Platys could work, as mentioned above. They're a better alternitave to mollies. 

If you do decide to go with tetras, I believe they're more sensitive to unstable water parameters, so wait until the tank is established.


----------



## Checkmark (Feb 25, 2015)

Wow, hey, LOTS of great info coming of this. Thank you so much everyone!  


I think with all my research, and mostly my heart/gut leading the way, i'll wind up with guppies. No plans on breeding right now, but that might change before I buy them. (i'm led to believe culling guppy fry for live betta food is a not-so-bad idea afterall, but need to research more) 

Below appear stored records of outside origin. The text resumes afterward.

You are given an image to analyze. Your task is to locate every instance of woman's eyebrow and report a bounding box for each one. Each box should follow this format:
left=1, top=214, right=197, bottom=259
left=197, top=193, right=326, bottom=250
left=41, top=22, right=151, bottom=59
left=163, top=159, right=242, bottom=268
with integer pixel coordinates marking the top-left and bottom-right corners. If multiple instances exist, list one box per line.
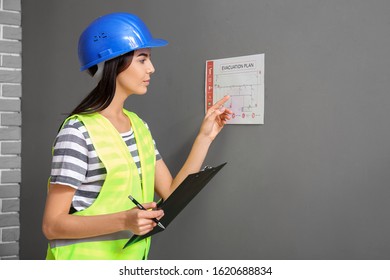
left=137, top=52, right=151, bottom=57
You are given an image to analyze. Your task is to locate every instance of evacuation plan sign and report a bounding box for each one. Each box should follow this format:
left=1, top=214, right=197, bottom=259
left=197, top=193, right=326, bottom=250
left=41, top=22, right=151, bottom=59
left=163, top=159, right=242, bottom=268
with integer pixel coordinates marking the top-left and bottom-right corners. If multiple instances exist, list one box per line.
left=205, top=53, right=264, bottom=124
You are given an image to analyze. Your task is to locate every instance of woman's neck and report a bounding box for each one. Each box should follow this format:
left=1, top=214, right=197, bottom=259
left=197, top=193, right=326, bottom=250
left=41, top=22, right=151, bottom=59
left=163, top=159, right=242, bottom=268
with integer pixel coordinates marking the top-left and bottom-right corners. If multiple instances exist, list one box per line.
left=99, top=92, right=131, bottom=133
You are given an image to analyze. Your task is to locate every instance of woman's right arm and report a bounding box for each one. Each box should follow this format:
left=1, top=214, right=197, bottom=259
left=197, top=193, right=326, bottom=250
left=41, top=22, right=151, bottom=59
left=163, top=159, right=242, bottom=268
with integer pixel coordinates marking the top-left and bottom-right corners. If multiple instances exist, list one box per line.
left=42, top=184, right=163, bottom=240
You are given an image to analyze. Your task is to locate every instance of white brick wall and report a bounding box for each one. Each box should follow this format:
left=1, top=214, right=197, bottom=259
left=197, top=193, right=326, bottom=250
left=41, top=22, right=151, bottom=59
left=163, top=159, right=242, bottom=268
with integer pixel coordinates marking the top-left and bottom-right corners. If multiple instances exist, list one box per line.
left=0, top=0, right=21, bottom=259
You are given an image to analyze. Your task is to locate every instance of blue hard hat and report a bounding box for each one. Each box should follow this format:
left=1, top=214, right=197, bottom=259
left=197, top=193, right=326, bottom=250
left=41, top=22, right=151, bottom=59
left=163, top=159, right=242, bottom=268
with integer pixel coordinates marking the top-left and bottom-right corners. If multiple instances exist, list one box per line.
left=78, top=12, right=168, bottom=71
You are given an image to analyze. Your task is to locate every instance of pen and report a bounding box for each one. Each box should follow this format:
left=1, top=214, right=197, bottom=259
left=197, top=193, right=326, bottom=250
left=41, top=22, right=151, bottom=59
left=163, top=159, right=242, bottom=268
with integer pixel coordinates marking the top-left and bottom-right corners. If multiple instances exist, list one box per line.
left=128, top=195, right=165, bottom=229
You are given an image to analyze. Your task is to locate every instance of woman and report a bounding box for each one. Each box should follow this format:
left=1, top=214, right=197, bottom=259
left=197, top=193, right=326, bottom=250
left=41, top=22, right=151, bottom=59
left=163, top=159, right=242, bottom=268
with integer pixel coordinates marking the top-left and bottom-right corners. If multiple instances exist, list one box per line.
left=42, top=12, right=231, bottom=260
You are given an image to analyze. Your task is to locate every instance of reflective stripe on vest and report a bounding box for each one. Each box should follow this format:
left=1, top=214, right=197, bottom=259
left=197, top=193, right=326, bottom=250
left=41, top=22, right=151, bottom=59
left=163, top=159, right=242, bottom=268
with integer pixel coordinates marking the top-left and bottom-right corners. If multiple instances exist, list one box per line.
left=46, top=109, right=156, bottom=260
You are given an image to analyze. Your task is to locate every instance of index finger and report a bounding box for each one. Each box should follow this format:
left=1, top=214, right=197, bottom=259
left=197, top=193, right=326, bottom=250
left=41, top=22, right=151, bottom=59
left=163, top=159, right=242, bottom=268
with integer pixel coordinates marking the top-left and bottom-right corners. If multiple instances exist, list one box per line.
left=141, top=202, right=157, bottom=210
left=210, top=95, right=230, bottom=109
left=139, top=209, right=164, bottom=219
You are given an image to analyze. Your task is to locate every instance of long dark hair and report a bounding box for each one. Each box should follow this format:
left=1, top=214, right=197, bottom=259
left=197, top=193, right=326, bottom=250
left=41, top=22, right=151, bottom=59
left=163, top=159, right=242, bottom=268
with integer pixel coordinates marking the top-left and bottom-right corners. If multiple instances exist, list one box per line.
left=68, top=51, right=134, bottom=116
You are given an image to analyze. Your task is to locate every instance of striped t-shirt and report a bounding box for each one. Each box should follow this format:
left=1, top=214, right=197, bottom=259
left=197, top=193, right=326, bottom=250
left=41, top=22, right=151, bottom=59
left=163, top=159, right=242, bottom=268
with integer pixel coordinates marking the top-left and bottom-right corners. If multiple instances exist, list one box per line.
left=50, top=118, right=161, bottom=212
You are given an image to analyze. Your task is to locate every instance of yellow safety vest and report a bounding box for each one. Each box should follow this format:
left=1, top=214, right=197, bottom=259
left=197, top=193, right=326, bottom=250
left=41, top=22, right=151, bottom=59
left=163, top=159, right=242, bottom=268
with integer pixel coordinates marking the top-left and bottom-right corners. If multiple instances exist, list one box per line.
left=46, top=109, right=156, bottom=260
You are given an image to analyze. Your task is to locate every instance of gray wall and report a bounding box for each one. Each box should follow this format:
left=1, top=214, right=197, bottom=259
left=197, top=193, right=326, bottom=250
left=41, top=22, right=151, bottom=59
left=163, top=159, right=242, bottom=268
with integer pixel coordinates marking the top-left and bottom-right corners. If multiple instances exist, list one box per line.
left=22, top=0, right=390, bottom=259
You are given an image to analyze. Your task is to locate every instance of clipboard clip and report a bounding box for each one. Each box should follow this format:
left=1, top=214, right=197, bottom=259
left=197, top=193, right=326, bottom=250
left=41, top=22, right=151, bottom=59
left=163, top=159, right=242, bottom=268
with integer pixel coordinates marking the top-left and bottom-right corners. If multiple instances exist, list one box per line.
left=201, top=165, right=213, bottom=171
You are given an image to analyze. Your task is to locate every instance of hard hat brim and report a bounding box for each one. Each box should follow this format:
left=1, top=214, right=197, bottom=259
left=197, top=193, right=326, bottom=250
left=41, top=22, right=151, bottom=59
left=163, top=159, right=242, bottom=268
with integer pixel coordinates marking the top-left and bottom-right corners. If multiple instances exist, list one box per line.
left=144, top=38, right=169, bottom=48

Of utmost importance I am going to wait just a bit to get some miles under my belt - experience and confidence are key, imho. Yesterday I transported my VT, Chill, to his new home - a standard 10 gallon. I NEED to get at least one fish and tank going smoothly before I tackle a group, at least in my eyes. Once I see things going smoothly with the tank's cycling and his health I will proceed with this venture. 


Again, THANKS everyone!


----------



## jadaBlu (Feb 14, 2013)

Two types of fish I have acquired recently that I love are giant danios and gold barbs. These barbs are not aggressive but still won't go well will guppies or long finned fish. The danios are top swimmers the gold barbs middle to bottom swimmers. I have found both very easy to care for.

http://upload.wikimedia.org/wikipedia/commons/d/d9/Brokat.jpg

http://www.tfhmagazine.com/assets/004/13253_400


----------